1. Konstantin A. Kholodilin – “Rent control effects through the lens of empirical research: An almost complete review of the literature”
- Scope check: Surveys almost every empirical study since WWII, spanning 80 years, 30+ countries and every major rent-control episode.
- Consensus pattern: Strong evidence that controls cap in-place rents short-term but shrink the controlled stock and distort new construction.

- Equity twist: Benefits flow mainly to long-term tenants with higher socio-economic status, often crowding out newer or poorer entrants.
- Collateral damage: Strong consensus on lower new-build activity, poorer maintenance, and stickier tenant mobility - undermining long-run welfare gains.
- Rent control effects through the lens of empirical research – Journal of Housing Economics
- GiveWell Podcast Ep. 6 – “Forecasting the Future of Global Health Funding”
- Funding forecast: GiveWell expects a 50 % cut in US global-health aid and a 35 % drop worldwide, opening a US $20 bn annual gap.
- Model mechanics: Blends macro growth scenarios with expert-elicited probabilities to stress-test disease-programme budgets.
- Programme risk: Even top-value interventions (e.g. malaria nets, HIV treatment, child vaccinations) could lose US $3 bn a year.
- Action plan: GiveWell is ramping research capacity and courting new donors to fast-fill the most cost-effective gaps.
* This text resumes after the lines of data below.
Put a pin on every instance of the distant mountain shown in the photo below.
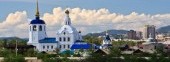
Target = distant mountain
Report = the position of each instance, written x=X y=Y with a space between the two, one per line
x=164 y=29
x=111 y=32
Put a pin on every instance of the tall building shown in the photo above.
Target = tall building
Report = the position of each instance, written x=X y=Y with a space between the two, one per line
x=149 y=29
x=66 y=37
x=37 y=35
x=131 y=34
x=107 y=42
x=67 y=34
x=139 y=35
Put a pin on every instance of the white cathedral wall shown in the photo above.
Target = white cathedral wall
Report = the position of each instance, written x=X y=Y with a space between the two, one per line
x=47 y=47
x=66 y=43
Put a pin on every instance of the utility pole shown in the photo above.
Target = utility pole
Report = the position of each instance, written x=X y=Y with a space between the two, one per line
x=16 y=49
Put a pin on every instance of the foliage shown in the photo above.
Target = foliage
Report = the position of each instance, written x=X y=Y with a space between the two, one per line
x=13 y=58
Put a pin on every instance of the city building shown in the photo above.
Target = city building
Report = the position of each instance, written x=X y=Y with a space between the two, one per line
x=106 y=42
x=149 y=29
x=131 y=34
x=139 y=35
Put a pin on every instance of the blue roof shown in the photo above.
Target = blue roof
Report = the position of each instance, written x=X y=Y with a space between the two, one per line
x=107 y=45
x=37 y=20
x=107 y=37
x=81 y=45
x=48 y=40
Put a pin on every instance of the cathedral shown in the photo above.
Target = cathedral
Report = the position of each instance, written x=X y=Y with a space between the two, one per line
x=66 y=36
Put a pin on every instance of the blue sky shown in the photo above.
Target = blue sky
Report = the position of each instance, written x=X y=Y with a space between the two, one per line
x=89 y=16
x=117 y=6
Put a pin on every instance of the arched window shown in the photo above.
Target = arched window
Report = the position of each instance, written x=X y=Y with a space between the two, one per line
x=40 y=28
x=60 y=39
x=52 y=47
x=43 y=47
x=30 y=28
x=68 y=46
x=60 y=46
x=64 y=39
x=44 y=28
x=34 y=28
x=47 y=47
x=68 y=39
x=64 y=46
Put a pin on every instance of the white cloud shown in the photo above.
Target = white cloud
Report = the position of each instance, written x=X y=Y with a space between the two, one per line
x=84 y=20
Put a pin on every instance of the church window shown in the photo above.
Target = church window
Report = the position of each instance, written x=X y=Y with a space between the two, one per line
x=60 y=39
x=40 y=28
x=64 y=33
x=64 y=46
x=43 y=47
x=34 y=28
x=64 y=39
x=60 y=46
x=68 y=46
x=68 y=38
x=30 y=28
x=44 y=28
x=51 y=47
x=47 y=47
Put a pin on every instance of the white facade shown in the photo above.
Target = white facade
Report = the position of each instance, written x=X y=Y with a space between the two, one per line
x=106 y=40
x=38 y=37
x=67 y=34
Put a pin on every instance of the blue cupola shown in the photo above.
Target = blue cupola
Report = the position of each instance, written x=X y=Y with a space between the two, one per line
x=37 y=20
- Podcast Ep. 6 – Forecasting the Future of Global Health Funding – GiveWell Blog
3.Giuseppe Gabrielli et al. – “Does Twitter Data Mirror the European North–South Family Ties Divide?”
- Big-data lens: Analyses 3 million geolocated tweets mentioning family terms, 2020-2023, across 25 European states.
- North-South gap: Southern users tweet family references 40 % more often, echoing survey evidence of tighter kin networks.
- Digital ≠ physical?: Migrants in the North keep southern tweeting habits, hinting that online talk preserves homeland attachment.
- Method note: Demonstrates that language-filtered hashtags rival traditional surveys for rapid, low-cost sociological monitoring.